In Egypt (Cairo and Aswan), Abd El-Raheim et al. (Abd El-Raheim et al., 2022) used specialised building modelling software to evaluate six phase transition materials with melting temperatures between 21 and 31°C have been evaluated and verified against both the current interior experiment and an outdoor experiment that has been published. The PCM with 29°C melting temperature and 2 cm thickness performed the best. When the phase change material is incorporated into a wall with a thermal resistance of 0.5 m2 K/W.It results in a reduction of 373 exceedance hours compared to the thermal insulation. As the thermal resistance of the building envelope increases from 0.3 to 1.02 m2 K/W, there is a consistent decrease in the efficacy of the PCM. Moreover, there is a notable decrease in the number of exceedance hours, with a decline ranging from 52.8% to 9.24%, as the climate transitions from a hot-dry state to an extremely hot-dry state. The integration of a 1 cm layer of phase change material and a 3 cm thermal insulation layer yields significant results. Specifically, this combination (Kocher and Kamil. M. Yousif, 2022) adds to a reduction of exceedance hours by 65.5%, a decrease in air conditioning energy consumption by 27.2%, and a shortened payback period by 54%. It is noticed that number of numerical studies are much higher than the experimental studies mainly due to a variety of simulation tools and complexity of incorporation techniques, especially the active ones (Al-Yasiri and Szabó, 2021).

According to scholarly literature review, adding waste plastic to concrete may improve thermal performance. (Kocher and Kamil. M. Yousif, 2022) examine and compared the mechanical, acoustical, and thermal characteristics of sustainable concrete that incorporates plastic waste to conventional concrete, or normal concrete. The range of plastic waste percentages employed in this investigation is 0–25%. The overall outcomes demonstrate that the compressive strength decreased by approximately 40–51% as a result. Additionally, the concrete with plastic’s thermal conductivity was reduced by roughly 50%. On the other hand, the ultrasonic pulse velocity and sound intensity travelling through concrete with plastic were found to decrease as the plastic content of concrete increased.

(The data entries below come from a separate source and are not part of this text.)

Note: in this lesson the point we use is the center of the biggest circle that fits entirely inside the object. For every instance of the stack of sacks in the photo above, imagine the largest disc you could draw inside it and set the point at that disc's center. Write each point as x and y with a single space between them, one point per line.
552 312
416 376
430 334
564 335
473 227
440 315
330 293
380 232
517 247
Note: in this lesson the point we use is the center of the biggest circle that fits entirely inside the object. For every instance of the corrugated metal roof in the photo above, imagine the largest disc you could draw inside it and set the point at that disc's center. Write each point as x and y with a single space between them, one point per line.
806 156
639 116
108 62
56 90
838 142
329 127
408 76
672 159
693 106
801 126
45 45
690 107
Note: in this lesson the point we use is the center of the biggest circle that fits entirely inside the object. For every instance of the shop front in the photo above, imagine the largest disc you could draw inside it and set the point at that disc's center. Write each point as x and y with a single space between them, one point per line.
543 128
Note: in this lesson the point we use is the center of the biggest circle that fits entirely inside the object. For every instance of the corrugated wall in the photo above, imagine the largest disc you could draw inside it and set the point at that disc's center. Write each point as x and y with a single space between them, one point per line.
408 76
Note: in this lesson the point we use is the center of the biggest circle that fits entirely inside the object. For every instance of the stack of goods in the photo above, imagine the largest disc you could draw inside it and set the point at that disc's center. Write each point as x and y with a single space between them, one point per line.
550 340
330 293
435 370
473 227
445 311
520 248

Compare the results after adding waste plastic in different cases to the results after adding phase change materials (PCM) in the same concrete mixture. Instead of PCM, plastic waste could be used for thermally enhanced concrete. Reusing plastic waste in the building and construction industry may improve material thermal efficiency on a budget. As mentioned, this strategy greatly affects how these countries manage plastic waste and housing. This method is inexpensive, eco-friendly, and requires little equipment. Instead, a waste plastic recycling system for building materials could improve thermal properties and the environment.

For the environmental impacts, the entire cement production process is accountable for the emission of several polluting gases, such as CO₂, methane, and nitrous oxide, as well as other pollutants, such as particulate particles (Danish et al., 2021). The building envelope comprises the building’s exterior walls, roof, and floor for exposing the sun heat and using concrete within buildings. The implementation of measures to decrease the quantity of plastic waste generated would lead to a reduction in the release of dangerous chemicals and emission of carbon dioxide (CO₂) emissions arising from the incineration of plastic garbage (Journal et al., n.d.). Consequently, this would contribute to a decrease in air pollution, so safeguarding the well-being of humans, animals, plants, and the whole ecosystem.

Therefore, this study examines the economic viability of using plastic waste as insulation material within the context of the circular economy. Aiming to reduce the expenses associated with landfilling plastic waste and the energy consumption involved in the incineration procedure. The aim is to decrease the amount of energy used in the production of conventional construction materials and the energy expended during the operation of buildings by using recycled plastic-based materials with effective thermal insulation qualities instead of high-costed materials.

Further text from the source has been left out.